A little confused here... I think because the wording is different than the questions my professor went over in the powerpoint. Any help is appreciated. Thanks in advance!

Solutions

Expert Solution

Please note that the parent company sold goods to its subsidiary. So for Parent company it will be sales and for subsidiary company it will be purchase. So elimination entries will be sales of parent company debit and purchase of subsidiary company credit for both the years.
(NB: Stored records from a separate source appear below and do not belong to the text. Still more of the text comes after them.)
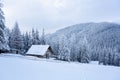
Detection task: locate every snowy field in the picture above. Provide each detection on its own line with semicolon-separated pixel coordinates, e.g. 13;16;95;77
0;54;120;80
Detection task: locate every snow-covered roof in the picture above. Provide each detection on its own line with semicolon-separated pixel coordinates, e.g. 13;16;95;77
26;45;49;55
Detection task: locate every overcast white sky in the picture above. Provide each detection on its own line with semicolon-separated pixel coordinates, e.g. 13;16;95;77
3;0;120;33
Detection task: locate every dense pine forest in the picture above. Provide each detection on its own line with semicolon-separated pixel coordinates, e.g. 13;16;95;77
0;2;120;66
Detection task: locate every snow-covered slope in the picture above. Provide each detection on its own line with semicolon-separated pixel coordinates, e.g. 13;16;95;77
0;55;120;80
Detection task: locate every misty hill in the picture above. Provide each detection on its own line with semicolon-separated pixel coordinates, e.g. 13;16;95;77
48;22;120;65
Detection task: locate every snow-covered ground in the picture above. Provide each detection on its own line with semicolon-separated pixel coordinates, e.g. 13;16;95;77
0;54;120;80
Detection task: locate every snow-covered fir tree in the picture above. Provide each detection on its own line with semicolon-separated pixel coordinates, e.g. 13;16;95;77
9;22;24;51
41;29;46;45
0;0;9;53
32;29;40;45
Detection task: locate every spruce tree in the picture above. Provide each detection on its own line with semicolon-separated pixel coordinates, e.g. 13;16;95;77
0;0;9;53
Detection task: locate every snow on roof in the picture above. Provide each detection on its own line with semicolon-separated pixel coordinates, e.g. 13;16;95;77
26;45;49;55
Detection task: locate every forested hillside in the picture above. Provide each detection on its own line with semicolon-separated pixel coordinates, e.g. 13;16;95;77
46;22;120;65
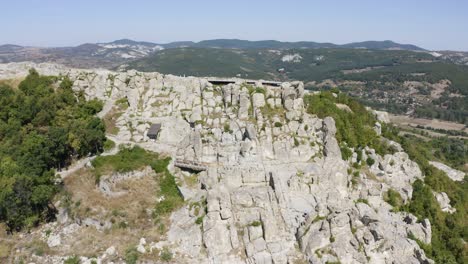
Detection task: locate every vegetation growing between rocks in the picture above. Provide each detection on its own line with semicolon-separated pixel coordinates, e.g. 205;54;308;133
0;70;105;230
304;91;393;159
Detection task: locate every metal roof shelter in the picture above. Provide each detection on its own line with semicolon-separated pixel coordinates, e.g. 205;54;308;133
146;124;161;139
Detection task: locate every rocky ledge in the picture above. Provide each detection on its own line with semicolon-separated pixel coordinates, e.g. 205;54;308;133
0;63;432;264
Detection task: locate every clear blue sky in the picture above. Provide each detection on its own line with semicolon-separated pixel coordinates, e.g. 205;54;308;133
0;0;468;51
There will be no effect on COGS. Either COGS will be used to calculate profit percentage or markup percentage to eliminate the unrealized profit in the closing inventory of the goods held of parent company by subsidiary company.

For 2017:

Profit Percentage or Markup Percentage on sales = ($550000 - $350000)/$550000

                                                                                                =36.36%

1. Elimination Entry for Purchase and sale

Sales A/c              Debit     $550000

Purchase A/c     Credit    $550000

2. Elimination Entry for unrealized profit

Closing Inventory = $550000*20%

                                   = $110000

Unrealized Profit = $110000 * markup percentage

                                                = $110000 * 36.36%

                                                = $40000 (Rounded off to nearest)

               

Profit and Loss A/c          Debit     $40000

                Inventory A/c                    Credit    $40000

For 2018:

Profit Percentage or Markup Percentage on sales = ($470000 - $310000)/$470000

                                                                                                =34.04%

1. Elimination Entry for Purchase and sale

Sales A/c              Debit     $470000

Purchase A/c     Credit    $470000

2. Elimination Entry for unrealized profit

Closing Inventory = $470000*20%

                                   = $94000

Unrealized Profit = $94000 * markup percentage

                                                = $94000 * 34.04%

                                                = $32000 (Rounded off to nearest)

               

Profit and Loss A/c          Debit     $32000

                Inventory A/c                    Credit    $32000

Note: It is assumed that the company is following FIFO basis and hence the elimination effect on opening stock will not be applicable. Please feel free to ask any clarity or query on any point.